Reflex Testing using Machine Learning in the Clinical Laboratory

Author

Kyle Belanger

Published

August 2, 2022

Abstract

Introduction: This research study focuses on developing and testing a machine learning algorithm to predict the FT4 result or diagnose hyper or hypothyroidism in clinical chemistry. The goal is to bridge the gap between hard-coded reflex testing and fully manual reflective testing using machine learning algorithms. The significance of this study lies in the increasing healthcare costs, where laboratory services contribute significantly to medical decisions and budgets. By implementing automated reflex testing with machine learning algorithms, unnecessary laboratory tests can be reduced, resulting in cost savings and improved efficiency in the healthcare system.

Methods: The study was performed using the Medical Information Mart for Intensive Care (MIMIC) database for data collection. The database consists of de-identified health-related data from critical care units. Eighteen variables, including patient demographics and lab values, were selected for the study. The data set was filtered based on specific criteria, and an outcome variable was created to determine if the Free T4 value was diagnostic. The data handling and modeling were performed using R and R Studio. Regression and classification models were screened using a random grid search to tune hyperparameters, and random forest models were selected as the final models based on their performance. The selected hyperparameters for both regression and classification models are specified.
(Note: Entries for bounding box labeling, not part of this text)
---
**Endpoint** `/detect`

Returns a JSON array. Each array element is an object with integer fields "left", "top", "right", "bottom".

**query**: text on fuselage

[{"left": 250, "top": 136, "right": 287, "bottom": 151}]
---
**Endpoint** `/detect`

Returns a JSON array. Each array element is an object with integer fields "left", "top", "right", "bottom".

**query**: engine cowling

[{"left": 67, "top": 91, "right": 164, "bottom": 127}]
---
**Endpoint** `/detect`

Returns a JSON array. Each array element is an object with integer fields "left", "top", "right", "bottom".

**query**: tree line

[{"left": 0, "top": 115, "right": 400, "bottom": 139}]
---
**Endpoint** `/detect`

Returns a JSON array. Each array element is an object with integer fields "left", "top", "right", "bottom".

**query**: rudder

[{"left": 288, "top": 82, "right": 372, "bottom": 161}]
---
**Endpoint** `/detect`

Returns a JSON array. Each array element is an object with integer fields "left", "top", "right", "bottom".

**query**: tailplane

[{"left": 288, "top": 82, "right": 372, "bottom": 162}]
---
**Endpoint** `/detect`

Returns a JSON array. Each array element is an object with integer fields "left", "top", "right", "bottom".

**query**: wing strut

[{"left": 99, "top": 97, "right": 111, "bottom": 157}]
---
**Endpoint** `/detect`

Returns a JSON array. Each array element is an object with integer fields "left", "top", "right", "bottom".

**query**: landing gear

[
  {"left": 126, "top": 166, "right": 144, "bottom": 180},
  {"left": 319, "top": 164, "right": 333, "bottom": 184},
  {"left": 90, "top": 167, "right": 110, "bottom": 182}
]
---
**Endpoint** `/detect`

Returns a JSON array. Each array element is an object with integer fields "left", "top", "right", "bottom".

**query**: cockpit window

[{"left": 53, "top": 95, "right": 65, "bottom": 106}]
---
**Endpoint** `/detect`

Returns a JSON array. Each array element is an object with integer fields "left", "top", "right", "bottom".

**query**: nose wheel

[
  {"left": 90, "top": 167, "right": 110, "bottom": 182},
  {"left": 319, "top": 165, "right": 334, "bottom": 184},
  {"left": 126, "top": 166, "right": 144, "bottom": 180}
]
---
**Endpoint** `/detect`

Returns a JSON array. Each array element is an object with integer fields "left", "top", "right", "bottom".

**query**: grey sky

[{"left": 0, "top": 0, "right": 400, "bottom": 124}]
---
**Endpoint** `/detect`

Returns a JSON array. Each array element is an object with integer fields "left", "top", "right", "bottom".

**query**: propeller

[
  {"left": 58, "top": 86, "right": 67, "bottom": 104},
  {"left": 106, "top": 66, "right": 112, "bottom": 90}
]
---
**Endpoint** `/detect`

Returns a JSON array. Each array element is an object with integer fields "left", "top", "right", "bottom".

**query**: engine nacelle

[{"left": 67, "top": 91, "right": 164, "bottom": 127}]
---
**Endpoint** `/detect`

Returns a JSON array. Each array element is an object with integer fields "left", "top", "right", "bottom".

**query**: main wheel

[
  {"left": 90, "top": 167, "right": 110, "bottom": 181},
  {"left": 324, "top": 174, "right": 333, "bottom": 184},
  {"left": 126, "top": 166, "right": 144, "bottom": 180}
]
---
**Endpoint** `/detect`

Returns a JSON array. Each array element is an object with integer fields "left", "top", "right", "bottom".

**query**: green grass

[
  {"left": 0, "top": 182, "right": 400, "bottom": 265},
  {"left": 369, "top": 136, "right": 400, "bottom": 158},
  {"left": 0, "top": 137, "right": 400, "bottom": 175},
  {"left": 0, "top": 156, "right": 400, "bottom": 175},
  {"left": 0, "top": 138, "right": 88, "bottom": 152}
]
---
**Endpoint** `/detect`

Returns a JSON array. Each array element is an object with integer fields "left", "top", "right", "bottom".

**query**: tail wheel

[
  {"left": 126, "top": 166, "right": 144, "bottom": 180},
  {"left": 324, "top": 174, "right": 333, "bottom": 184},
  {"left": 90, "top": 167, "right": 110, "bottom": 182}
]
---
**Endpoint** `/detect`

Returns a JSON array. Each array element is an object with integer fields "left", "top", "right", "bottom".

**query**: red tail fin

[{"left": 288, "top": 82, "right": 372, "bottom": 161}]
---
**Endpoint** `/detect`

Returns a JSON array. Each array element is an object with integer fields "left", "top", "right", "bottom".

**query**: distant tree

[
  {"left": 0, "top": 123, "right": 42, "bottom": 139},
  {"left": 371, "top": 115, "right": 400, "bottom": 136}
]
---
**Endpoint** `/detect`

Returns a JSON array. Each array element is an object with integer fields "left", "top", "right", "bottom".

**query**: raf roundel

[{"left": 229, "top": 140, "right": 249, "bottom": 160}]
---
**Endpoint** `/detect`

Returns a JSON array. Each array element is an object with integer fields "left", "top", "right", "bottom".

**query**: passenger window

Results: The study analyzed a dataset of 11,340 observations, randomly splitting it into a training set (9071 observations) and a testing set (2269 observations) based on the Free T4 laboratory diagnostic value stratification. Classification algorithms were used to predict whether Free T4 would be diagnostic, achieving an accuracy of 0.796 and an AUC of 0.918. The model had a sensitivity of 0.632 and a specificity of 0.892. The importance of individual analytes was assessed, with TSH being the most influential variable. The study also evaluated the predictability of Free T4 results using regression, achieving a Root Mean Square Error (RMSE) of 0.334. The predicted results had an accuracy of 0.790, similar to the classification model.

Discussion: The study found that the diagnostic value of Free T4 can be accurately predicted 80% of the time using machine learning algorithms. However, the model had limitations in terms of sensitivity, with a false negative rate of 16% for elevated TSH results and 20% for decreased TSH results. The model achieved a specificity of 89% but did not meet the threshold for clinical deployment. The importance of individual analytes was explored, revealing unexpected correlations between TSH and hematology results, which could be valuable for future algorithms. Real-world applications could use predictive models in clinical decision-making systems to determine the need for Free T4 lab tests based on predictions and patient signs and symptoms. However, implementing such algorithms in existing laboratory information systems poses challenges.